I believe we can all agree that the Congress raised the bar on theoretical, political and strategic debates. This escaped the mass media and the chattering classes who focused narrowly, and distorted, a debate on the Green Paper on National Planning.

Clearly political education is lacking among many of the current crop of journalists. Please, the Party must have a programme to improve political education among our journalists, so they can appreciate the depth of our analysis rather than focus on platitudes and sensational stuff.

Against this background I want to say I agree with the Party when it asks why after fifteen years of democracy the material conditions of our people have not fundamentally changed. The obvious answer is that the structures that produce and reproduce under-development, poverty and inequality have not been fundamentally tampered with.

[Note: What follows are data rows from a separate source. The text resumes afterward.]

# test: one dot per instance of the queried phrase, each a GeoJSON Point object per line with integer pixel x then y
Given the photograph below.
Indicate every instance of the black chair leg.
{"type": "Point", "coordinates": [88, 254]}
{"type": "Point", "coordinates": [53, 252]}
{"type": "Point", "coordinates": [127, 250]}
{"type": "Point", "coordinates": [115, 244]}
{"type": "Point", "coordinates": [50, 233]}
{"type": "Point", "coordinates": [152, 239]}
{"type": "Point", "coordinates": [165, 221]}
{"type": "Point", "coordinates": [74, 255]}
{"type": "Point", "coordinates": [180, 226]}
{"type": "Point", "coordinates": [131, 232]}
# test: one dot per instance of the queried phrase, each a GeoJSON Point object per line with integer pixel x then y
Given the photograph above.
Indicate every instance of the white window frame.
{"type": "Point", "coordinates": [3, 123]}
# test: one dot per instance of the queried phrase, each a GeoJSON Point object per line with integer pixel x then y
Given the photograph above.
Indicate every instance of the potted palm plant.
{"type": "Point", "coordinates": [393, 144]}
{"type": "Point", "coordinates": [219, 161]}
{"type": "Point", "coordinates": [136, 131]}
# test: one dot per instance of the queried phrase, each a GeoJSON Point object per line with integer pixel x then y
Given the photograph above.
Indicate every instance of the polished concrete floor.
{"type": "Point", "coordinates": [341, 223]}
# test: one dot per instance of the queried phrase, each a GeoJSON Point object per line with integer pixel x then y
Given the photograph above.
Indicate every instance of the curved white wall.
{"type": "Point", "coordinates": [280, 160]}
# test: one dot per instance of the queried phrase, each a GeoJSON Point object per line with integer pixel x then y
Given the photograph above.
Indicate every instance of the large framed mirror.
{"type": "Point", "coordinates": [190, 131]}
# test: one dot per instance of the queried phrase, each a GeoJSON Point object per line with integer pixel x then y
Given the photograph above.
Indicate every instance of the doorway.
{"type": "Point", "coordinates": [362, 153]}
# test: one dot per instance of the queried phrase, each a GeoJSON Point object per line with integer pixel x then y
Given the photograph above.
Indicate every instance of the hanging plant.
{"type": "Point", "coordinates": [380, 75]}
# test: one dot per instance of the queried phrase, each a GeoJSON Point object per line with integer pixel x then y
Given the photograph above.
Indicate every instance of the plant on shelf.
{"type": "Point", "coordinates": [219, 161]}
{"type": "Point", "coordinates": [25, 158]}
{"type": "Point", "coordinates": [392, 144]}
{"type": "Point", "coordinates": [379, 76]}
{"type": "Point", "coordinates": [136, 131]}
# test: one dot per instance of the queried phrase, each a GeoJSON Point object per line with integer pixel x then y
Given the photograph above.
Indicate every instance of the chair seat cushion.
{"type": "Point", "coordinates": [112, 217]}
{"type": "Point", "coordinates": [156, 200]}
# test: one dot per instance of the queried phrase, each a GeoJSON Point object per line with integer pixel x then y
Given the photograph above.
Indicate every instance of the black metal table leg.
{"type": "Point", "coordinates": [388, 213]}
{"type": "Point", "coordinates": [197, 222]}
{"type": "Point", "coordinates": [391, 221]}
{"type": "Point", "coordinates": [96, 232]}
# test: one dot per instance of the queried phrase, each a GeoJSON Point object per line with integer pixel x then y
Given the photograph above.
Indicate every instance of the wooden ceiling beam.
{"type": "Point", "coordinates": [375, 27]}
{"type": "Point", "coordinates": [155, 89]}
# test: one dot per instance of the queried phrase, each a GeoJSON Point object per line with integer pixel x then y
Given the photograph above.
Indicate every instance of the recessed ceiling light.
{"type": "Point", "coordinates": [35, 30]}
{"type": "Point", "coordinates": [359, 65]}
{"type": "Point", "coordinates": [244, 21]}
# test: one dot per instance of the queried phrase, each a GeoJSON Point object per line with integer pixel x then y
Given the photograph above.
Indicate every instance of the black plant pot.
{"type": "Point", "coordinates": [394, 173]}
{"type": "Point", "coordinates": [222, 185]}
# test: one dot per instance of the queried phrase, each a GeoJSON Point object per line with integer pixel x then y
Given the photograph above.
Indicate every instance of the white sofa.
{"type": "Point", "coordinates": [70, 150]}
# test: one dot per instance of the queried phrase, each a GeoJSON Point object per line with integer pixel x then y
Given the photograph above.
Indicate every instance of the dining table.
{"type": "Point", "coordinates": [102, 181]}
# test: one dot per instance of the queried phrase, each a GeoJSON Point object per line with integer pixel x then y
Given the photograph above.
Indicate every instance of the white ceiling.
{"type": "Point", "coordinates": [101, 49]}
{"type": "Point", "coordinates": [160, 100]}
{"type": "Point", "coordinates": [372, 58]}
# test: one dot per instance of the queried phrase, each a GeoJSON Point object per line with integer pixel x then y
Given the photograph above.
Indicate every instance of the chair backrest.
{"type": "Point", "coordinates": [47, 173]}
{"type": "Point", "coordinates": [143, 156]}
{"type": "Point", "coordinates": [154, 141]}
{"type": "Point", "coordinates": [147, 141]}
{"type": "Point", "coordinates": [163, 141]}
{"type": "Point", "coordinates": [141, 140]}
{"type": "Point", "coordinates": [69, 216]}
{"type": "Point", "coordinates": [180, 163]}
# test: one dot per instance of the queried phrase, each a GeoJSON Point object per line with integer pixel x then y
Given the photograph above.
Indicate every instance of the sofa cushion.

We must spend time understanding the dynamics of the post-1994 South African society and the current global capitalist order. Ultimately the point is to understand how to transform our society and the world. Capitalism is recovering from its worst crisis after the crash of the global financial markets. The crisis is a recurring theme in capitalism, albeit with different triggers and effects.

Many of our people feel the outcome of this crisis through, unemployment, declining incomes and rising poverty and inequalities. Marx was the first to point out that crisis is endemic to capitalism. Schumpeter called this ‘boom and bust’ process a ‘creative destruction’. Capitalists behave like a herd when they smell opportunity, others panic and the whole structure crumbles and has to start again. Kindleberger called his book ‘Manias, Panics and Crashes’ to describe this exuberant optimism and extreme pessimism, especially in financial markets.

Therefore comrades, the task facing this congress is to deepen our understanding of the capitalist order in the South African, regional and global context. It must also articulate strategies to deepen the NDR in South Africa and build momentum for socialism.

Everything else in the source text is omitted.